Pour prolonger la journée sans quitter l’esprit du lieu, une halte à Saintes-Maries-de-la-Mer en fin d’après-midi permet de retrouver un peu d’animation humaine après des heures passées seule face aux marais, un contraste que j’ai trouvé bienvenu plutôt que déceptif après une telle immersion dans le silence.

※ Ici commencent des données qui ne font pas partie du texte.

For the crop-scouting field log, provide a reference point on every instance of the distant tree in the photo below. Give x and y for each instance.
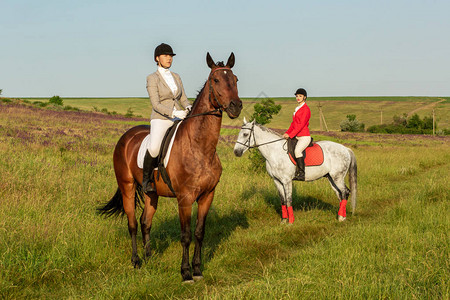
(400, 121)
(264, 112)
(56, 100)
(351, 124)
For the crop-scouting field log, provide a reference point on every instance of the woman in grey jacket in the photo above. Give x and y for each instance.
(169, 103)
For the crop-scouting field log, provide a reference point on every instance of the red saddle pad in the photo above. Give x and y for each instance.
(313, 157)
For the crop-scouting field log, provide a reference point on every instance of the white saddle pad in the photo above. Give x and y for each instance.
(146, 144)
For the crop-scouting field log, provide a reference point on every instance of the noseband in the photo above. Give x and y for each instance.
(211, 90)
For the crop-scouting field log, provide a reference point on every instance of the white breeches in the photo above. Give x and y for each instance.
(158, 129)
(303, 142)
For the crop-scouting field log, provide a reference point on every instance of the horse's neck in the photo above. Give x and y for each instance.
(203, 130)
(262, 137)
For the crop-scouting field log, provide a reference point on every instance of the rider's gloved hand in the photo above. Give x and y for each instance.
(180, 114)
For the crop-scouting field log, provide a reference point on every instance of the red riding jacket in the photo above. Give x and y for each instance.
(300, 122)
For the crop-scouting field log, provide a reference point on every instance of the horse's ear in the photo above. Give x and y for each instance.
(209, 61)
(230, 62)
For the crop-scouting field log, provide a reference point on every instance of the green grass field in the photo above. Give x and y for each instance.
(56, 168)
(369, 110)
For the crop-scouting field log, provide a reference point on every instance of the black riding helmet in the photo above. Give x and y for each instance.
(301, 91)
(163, 49)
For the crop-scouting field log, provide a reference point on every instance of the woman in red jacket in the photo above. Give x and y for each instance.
(299, 129)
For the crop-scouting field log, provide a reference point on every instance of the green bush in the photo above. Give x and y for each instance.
(405, 125)
(40, 103)
(129, 113)
(351, 124)
(262, 115)
(264, 111)
(56, 100)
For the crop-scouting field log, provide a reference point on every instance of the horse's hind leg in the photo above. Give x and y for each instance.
(128, 191)
(204, 203)
(184, 211)
(282, 194)
(151, 204)
(342, 192)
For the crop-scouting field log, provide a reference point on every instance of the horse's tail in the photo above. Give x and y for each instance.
(353, 173)
(114, 207)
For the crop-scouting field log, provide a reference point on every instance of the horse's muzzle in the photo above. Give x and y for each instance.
(234, 109)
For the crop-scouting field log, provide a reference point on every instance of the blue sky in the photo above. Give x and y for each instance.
(100, 48)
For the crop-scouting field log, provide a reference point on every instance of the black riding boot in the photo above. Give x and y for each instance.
(300, 170)
(148, 178)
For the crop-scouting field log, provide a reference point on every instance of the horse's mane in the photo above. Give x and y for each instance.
(219, 64)
(198, 95)
(263, 128)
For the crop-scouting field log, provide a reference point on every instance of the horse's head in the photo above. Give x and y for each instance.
(246, 138)
(223, 87)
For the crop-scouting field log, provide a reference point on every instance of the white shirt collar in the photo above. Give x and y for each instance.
(298, 107)
(163, 71)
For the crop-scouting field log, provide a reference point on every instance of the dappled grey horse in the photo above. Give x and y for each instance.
(338, 161)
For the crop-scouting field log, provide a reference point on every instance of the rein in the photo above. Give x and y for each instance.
(252, 131)
(211, 91)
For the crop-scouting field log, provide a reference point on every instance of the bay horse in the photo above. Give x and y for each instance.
(194, 167)
(338, 160)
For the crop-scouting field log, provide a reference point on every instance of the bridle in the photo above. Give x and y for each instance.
(252, 133)
(220, 107)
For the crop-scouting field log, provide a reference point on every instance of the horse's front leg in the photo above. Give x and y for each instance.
(281, 193)
(204, 203)
(184, 210)
(151, 204)
(288, 194)
(129, 208)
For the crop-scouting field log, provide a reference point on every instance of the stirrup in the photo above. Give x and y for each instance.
(299, 175)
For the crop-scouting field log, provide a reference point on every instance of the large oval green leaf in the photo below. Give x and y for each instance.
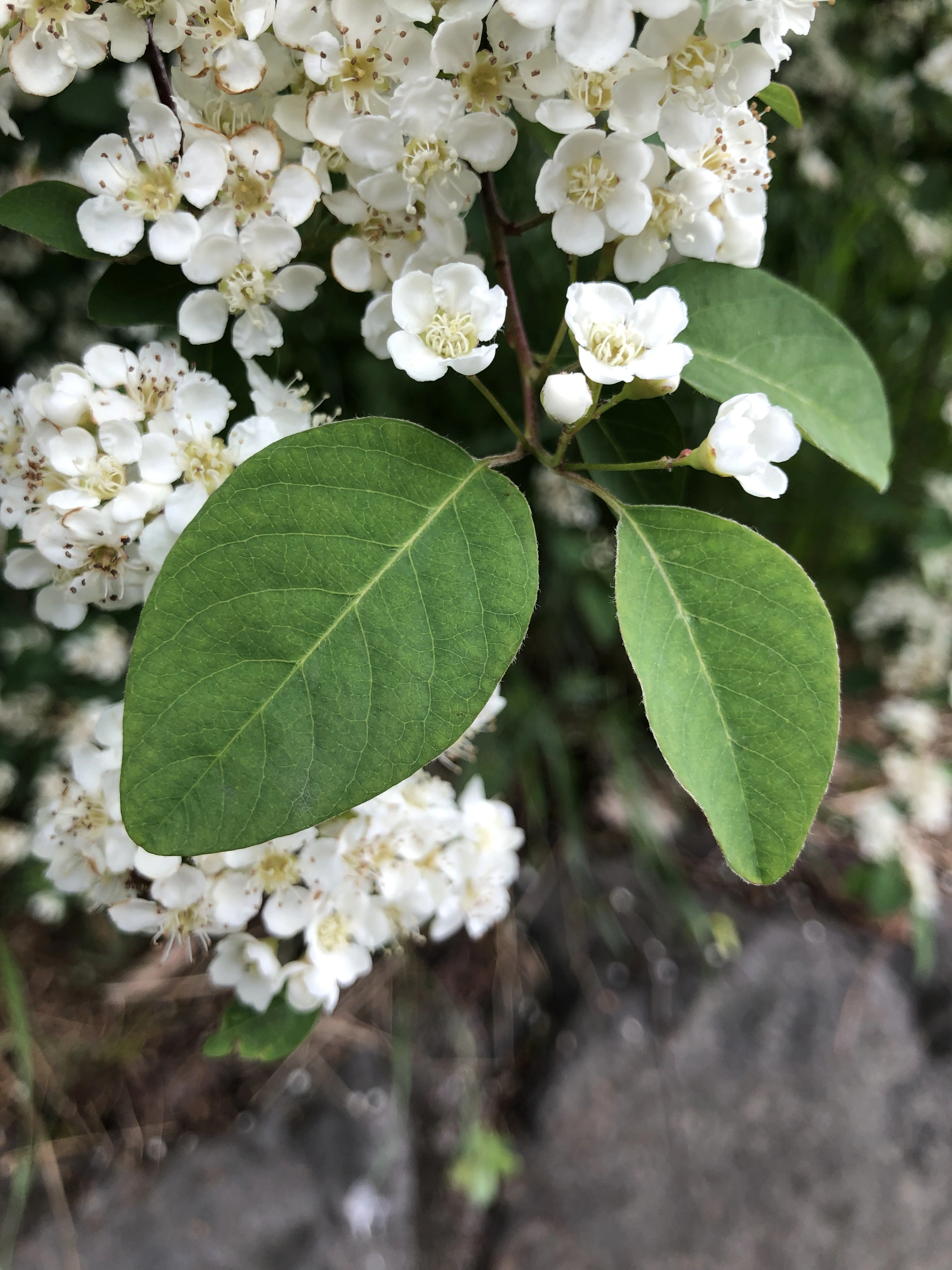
(333, 619)
(46, 210)
(753, 333)
(738, 662)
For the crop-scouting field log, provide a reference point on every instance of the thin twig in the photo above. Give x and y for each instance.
(514, 324)
(161, 72)
(499, 408)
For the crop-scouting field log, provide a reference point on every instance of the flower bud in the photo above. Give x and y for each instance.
(567, 398)
(748, 439)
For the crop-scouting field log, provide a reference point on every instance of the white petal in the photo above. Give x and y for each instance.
(299, 286)
(372, 143)
(577, 230)
(211, 260)
(173, 237)
(768, 483)
(128, 33)
(352, 266)
(594, 35)
(487, 141)
(257, 333)
(26, 569)
(155, 131)
(295, 193)
(269, 243)
(411, 355)
(107, 228)
(202, 172)
(239, 66)
(563, 115)
(414, 303)
(122, 440)
(42, 69)
(161, 463)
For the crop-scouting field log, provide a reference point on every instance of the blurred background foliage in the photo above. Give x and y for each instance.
(858, 218)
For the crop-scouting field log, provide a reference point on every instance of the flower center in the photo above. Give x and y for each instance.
(105, 479)
(697, 64)
(616, 345)
(277, 869)
(215, 23)
(333, 933)
(381, 229)
(206, 463)
(591, 183)
(144, 8)
(451, 335)
(247, 285)
(154, 192)
(424, 159)
(593, 89)
(485, 83)
(361, 74)
(247, 191)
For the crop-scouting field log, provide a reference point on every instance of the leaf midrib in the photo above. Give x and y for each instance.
(348, 609)
(686, 620)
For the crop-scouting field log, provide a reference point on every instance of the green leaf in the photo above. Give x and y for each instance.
(134, 295)
(632, 433)
(268, 1037)
(753, 333)
(785, 102)
(333, 619)
(48, 211)
(738, 662)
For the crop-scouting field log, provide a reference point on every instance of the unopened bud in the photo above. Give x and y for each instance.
(567, 398)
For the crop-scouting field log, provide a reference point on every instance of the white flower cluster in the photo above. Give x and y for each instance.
(897, 822)
(103, 465)
(376, 876)
(388, 113)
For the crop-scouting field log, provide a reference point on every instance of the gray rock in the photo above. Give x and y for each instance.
(311, 1185)
(794, 1122)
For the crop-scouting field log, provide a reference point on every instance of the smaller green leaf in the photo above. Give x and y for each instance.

Pour marcher en Camargue sans se laisser surprendre
- Partir tôt le matin ou en fin d’après-midi, la chaleur de midi rend la marche inconfortable
- Emporter des jumelles, la faune se laisse surtout observer à distance
- Prévoir une protection solaire renforcée, le soleil se reflète fortement sur l’eau des étangs
- Garder le silence et la distance avec les troupeaux de chevaux et de taureaux
Je suis repartie de Camargue avec une idée du silence complètement différente de celle que j’avais en arrivant : non pas une absence de son, mais une présence sonore entièrement rendue à la nature, débarrassée du bruit humain. C’est peut-être ce genre de silence-là, finalement, qui repose le plus.